Главное препятствие для развития геологоразведки в сегодняшних реалиях – это не отсутствие технологий, а исключительно дефицит выделяемых средств – как со стороны государства, так и со стороны недропользователей, считает главный научный сотрудник Всероссийского научно-исследовательского геологического нефтяного института (ВНИГНИ) Евгений Грунис. В интервью «Октагону» он поделился своим видением ситуации.
– Замминистра энергетики Павел Сорокин в январе в журнале «Экономическая политика» написал о том, что из 30 млрд тонн запасов в России всего 36 процентов рентабельны. Вы согласны с этим утверждением?

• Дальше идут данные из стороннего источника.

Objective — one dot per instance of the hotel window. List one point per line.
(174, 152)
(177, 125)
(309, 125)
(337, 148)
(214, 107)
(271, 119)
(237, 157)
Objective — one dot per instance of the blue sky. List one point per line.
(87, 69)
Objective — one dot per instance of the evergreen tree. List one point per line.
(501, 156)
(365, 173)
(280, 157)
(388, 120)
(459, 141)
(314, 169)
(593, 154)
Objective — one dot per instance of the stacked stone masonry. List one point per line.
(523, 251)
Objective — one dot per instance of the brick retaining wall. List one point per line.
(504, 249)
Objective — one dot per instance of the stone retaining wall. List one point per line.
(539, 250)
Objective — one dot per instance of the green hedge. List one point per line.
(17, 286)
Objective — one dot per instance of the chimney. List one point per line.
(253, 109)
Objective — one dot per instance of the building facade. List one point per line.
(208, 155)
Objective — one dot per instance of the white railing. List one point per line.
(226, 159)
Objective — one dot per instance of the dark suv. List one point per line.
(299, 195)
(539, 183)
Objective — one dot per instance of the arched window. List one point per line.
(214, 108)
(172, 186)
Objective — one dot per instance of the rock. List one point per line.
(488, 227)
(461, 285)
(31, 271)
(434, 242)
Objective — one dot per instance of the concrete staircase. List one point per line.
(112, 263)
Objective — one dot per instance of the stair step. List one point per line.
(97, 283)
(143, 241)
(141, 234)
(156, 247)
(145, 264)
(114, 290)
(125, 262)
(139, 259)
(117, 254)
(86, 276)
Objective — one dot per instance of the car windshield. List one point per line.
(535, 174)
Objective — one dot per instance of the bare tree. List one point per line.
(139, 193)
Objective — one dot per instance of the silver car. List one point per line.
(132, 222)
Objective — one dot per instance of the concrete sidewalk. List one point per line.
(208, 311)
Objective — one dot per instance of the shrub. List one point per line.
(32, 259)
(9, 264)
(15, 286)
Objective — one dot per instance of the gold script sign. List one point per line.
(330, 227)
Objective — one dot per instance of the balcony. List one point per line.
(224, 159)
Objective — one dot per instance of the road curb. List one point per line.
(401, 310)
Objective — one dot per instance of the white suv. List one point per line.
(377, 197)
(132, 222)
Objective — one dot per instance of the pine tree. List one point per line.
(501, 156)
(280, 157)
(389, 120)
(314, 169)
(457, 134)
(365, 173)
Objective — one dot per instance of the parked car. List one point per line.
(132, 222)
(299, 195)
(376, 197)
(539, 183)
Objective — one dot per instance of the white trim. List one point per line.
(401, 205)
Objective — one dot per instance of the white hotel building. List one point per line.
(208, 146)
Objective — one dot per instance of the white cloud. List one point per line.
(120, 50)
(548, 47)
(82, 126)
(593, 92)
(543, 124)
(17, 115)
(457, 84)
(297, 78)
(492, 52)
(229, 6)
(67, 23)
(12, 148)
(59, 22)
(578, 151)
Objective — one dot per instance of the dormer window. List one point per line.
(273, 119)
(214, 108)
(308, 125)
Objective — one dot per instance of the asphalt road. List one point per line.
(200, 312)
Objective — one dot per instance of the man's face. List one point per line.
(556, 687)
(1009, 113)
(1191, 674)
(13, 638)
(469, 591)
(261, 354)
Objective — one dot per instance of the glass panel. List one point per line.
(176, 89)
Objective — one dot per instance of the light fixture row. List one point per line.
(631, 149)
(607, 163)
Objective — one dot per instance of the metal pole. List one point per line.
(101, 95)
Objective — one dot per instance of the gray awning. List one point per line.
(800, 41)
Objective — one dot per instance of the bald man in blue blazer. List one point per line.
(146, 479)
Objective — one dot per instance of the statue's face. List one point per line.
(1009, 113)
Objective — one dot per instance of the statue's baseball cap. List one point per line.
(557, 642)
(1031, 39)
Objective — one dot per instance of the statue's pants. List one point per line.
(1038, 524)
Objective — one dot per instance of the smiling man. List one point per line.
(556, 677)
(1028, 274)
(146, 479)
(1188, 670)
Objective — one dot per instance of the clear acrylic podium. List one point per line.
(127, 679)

– Во-первых, 30 млрд тонн у нас нет. Сегодня в России извлекаемых запасов от 16 до 18 млрд тонн по категориям А, B, C1. Это те запасы, которые не требуют дорогостоящих технологий. Ежегодно мы приращиваем примерно 3–4 млрд тонн перспективных запасов, которые требуют дальнейшего доизучения и детализации для перевода их в промышленные категории. Что касается рентабельности извлекаемых запасов, то она сегодня при текущей цене на нефть (63 доллара за баррель) составляет около 44 процентов. Впрочем, если даже баррель подорожает до 90 долларов, больших изменений в рентабельности не будет. Сегодня в России стоимость добычи одного барреля традиционной нефти на поверхности составляет примерно 17 долларов.
– А нетрадиционной?
– Это сказать труднее. Думаю, что примерно раза в четыре дороже. Когда разработки начнутся в промышленных масштабах, себестоимость будет снижаться. Вообще надо сказать, что в России уже достигнуты первые положительные результаты на нетрадиционных источниках. Это Оренбургская область, Республика Коми и Татарстан. Но разработка этих запасов чрезвычайно капиталоёмкая. Это и вопросы горизонтального бурения, и проведение многократного гидроразрыва пласта. Сама эта технология очень дорогая и требует значительного количества недешёвых ресурсов – необходимо закачивать чистый песок или химзаменитель, закачиваемая вода должна быть близка по чистоте к дистиллированной.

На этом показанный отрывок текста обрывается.